Łańcuch wrasta w szyję, śnieg robi za posłanie. Tak żyją psy łańcuchowe

Według właściciela jego pies lubi spać na śniegu
Psy od dawna żyją na łańcuchu. Właściciel: ten tu całą noc na śniegu przeleżoł
Źródło: Bartłomiej Plewnia, tvn24.pl
Odgłosom metalu szurającego o podłoże towarzyszył płaczliwy skowyt. Okazało się, że między zaspą a stodołą pod gołym niebem mieszka mały pies. Takich jak on są w kraju tysiące. Przed nimi kolejna trudna zima. Sprawdziliśmy, jak wygląda życie psów łańcuchowych, bo prędko się ono nie zmieni.

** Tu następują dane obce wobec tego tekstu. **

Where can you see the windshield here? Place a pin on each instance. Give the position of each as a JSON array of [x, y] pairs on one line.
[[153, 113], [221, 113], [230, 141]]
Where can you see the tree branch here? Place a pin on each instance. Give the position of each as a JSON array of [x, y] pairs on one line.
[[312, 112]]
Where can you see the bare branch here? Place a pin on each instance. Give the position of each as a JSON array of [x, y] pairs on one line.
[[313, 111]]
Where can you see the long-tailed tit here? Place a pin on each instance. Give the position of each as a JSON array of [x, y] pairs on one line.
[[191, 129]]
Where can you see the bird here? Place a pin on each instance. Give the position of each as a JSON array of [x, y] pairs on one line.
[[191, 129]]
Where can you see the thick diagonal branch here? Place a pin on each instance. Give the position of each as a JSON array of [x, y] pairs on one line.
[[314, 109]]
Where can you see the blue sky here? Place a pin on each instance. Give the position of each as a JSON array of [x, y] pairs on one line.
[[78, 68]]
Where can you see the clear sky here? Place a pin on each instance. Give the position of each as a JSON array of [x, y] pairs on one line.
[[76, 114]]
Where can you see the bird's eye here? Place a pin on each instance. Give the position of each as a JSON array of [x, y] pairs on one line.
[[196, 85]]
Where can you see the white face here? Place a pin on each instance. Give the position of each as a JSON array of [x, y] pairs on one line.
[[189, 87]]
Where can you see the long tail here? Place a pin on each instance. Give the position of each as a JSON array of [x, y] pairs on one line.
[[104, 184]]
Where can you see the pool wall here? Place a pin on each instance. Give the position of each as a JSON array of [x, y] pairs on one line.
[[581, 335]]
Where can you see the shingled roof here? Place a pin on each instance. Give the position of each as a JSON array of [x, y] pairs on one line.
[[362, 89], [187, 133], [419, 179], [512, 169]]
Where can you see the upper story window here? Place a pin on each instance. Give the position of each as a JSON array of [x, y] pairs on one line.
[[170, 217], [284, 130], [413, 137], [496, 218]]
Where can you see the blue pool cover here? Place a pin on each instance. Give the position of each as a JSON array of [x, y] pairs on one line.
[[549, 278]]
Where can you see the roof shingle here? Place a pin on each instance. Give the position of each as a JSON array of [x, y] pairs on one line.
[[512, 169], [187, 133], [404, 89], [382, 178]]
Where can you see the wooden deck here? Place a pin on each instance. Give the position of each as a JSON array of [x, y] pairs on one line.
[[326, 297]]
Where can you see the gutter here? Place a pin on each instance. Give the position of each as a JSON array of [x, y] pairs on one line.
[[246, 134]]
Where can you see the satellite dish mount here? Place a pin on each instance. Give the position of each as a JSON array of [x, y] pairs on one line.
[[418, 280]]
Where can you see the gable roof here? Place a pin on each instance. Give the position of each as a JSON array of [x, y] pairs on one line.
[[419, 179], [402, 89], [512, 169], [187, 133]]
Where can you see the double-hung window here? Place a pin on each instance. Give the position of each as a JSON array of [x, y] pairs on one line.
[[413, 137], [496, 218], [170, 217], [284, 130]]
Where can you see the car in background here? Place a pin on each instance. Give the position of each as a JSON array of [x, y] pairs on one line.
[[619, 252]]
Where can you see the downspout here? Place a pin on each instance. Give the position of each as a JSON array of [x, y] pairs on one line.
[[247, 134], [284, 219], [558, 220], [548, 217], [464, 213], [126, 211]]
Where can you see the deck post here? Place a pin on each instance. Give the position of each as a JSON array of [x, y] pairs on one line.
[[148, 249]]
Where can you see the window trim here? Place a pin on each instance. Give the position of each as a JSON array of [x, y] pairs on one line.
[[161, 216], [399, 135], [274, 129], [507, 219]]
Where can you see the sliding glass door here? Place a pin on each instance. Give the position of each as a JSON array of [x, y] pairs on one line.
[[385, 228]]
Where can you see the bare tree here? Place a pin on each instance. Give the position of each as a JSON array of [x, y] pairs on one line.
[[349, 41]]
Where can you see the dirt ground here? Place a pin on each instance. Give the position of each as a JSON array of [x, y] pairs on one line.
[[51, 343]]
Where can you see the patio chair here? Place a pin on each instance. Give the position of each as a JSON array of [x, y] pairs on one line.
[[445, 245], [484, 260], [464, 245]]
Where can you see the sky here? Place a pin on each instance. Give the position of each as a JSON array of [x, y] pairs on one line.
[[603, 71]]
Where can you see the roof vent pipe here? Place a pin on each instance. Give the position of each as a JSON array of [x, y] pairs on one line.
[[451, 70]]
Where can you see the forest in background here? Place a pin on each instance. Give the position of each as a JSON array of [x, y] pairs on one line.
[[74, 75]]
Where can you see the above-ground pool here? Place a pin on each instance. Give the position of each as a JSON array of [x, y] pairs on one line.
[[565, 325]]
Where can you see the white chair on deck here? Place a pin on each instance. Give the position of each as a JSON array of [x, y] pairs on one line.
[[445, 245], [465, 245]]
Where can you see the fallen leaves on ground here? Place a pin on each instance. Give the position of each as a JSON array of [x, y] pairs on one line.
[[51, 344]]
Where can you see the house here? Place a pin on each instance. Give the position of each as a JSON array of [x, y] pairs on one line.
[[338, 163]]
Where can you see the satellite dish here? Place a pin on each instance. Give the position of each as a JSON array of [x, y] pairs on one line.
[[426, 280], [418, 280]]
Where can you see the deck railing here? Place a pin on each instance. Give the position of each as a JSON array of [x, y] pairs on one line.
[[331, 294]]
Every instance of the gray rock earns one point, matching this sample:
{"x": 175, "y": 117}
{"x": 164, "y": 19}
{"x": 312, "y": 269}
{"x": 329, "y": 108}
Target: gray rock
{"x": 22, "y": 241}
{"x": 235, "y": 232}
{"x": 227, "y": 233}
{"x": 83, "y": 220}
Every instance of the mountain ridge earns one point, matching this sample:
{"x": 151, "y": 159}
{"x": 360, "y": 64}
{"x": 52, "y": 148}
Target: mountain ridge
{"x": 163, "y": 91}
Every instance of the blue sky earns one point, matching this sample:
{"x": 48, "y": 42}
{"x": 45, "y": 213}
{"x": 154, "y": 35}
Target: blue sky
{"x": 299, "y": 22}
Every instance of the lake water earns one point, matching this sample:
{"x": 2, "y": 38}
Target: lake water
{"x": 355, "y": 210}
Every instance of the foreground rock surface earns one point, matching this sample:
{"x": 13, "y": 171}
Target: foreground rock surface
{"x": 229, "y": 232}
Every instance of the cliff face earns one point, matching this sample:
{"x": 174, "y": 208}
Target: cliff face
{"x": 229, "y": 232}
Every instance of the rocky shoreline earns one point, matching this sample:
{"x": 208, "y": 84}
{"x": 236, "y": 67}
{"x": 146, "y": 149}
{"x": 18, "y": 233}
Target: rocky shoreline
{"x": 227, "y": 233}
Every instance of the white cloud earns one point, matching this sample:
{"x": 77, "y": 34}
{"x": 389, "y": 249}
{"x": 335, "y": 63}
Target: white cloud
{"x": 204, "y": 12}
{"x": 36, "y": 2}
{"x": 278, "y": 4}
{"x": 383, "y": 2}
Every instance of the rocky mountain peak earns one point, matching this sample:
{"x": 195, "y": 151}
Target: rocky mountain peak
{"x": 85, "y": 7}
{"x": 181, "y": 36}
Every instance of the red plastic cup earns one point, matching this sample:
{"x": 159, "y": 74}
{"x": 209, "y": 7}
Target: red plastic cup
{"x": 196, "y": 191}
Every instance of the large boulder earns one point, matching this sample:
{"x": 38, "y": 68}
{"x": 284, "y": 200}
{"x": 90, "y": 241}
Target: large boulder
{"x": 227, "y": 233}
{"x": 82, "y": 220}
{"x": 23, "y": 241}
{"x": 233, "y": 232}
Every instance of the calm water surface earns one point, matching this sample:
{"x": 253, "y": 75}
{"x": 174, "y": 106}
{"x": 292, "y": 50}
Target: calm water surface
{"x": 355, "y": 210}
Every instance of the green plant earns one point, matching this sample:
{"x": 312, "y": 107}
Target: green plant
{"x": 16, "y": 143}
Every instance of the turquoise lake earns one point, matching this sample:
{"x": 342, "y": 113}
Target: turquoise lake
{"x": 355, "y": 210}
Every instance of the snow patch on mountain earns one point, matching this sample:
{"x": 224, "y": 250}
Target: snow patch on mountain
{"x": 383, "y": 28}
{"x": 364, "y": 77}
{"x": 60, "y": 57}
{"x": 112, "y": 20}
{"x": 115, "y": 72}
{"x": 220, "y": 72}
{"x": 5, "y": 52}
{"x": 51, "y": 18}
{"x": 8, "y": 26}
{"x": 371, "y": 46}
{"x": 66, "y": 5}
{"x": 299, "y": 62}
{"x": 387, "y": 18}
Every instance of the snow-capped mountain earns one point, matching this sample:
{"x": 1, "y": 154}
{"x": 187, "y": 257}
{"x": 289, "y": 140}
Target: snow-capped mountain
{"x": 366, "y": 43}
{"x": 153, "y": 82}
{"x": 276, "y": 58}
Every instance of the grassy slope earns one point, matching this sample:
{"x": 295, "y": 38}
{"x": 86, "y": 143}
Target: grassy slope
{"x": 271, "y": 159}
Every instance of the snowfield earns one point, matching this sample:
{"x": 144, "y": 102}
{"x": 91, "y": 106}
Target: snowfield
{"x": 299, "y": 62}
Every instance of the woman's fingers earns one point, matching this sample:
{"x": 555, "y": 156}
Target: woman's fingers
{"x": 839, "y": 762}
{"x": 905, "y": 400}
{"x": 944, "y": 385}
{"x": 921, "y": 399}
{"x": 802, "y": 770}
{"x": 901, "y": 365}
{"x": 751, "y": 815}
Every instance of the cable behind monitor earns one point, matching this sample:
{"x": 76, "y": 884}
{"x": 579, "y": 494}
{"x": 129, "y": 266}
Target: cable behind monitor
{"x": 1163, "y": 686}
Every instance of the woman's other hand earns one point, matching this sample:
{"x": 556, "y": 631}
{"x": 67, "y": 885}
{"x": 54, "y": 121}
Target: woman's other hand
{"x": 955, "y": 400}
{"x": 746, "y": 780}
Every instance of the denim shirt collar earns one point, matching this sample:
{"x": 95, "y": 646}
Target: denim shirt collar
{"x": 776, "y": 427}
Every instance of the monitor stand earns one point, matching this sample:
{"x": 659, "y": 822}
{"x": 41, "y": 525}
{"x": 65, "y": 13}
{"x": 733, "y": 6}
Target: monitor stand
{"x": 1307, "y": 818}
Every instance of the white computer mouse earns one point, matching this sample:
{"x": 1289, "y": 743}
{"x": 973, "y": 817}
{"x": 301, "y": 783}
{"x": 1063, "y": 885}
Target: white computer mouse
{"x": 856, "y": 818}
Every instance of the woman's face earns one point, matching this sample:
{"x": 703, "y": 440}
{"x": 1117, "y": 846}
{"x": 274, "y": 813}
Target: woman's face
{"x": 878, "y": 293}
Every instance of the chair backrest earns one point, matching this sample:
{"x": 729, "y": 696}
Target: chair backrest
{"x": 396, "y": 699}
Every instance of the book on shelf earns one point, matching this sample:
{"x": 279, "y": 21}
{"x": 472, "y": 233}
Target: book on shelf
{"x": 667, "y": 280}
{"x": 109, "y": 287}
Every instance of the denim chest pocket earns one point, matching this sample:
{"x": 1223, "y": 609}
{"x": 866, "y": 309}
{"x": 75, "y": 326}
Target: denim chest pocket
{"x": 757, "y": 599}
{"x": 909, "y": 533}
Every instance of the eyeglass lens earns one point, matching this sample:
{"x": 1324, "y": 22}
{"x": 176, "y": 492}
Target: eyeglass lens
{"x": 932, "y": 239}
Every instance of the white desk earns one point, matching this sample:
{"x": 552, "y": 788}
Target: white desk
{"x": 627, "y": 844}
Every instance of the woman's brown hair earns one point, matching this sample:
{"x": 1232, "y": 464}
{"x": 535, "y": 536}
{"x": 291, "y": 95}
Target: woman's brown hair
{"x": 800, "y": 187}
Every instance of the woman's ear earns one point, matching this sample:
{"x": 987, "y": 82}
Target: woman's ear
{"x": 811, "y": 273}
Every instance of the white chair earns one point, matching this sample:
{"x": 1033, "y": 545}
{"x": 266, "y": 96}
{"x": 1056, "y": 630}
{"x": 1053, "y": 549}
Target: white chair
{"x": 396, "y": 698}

Artykuł dostępny w subskrypcji
Kluczowe fakty:
  • - Zimno?! Ta, psu zimno! - śmieje się w rozmowie z nami właściciel dwóch łańcuchowych kundelków. - Ten tu całą noc na śniegu przeleżoł. Nie bedzie siedzioł w budzie, bedzie na polu.
  • Łańcuchy miała zerwać ustawa, ale prezydent ją zawetował. Kompromis wydaje się mało realny.
  • Spór dotyczy przede wszystkim regulacji dotyczących kojców. Prezydent porównał ich wymiary do kawalerek. Sęk w tym, że powierzchnią przypominają co najwyżej salon w niezbyt dużym mieszkaniu. Albo nawet sypialnię.
  • Prezydent Karol Nawrocki złożył własny projekt ustawy, pozbawiony tych wytycznych. - Prezydencka ustawa jest zła, niekompletna - uważa wicemarszałkini Sejmu z KO Dorota Niedziela. I zapowiada walkę o zerwanie łańcuchów z jednoczesnym uregulowaniem kojców.

Jest jakieś pięć stopni powyżej zera. Ale to środek dnia, a w nocy już mróz. Szczególnie mocny tu, na Podhalu. Miejscami zalega mokry śnieg.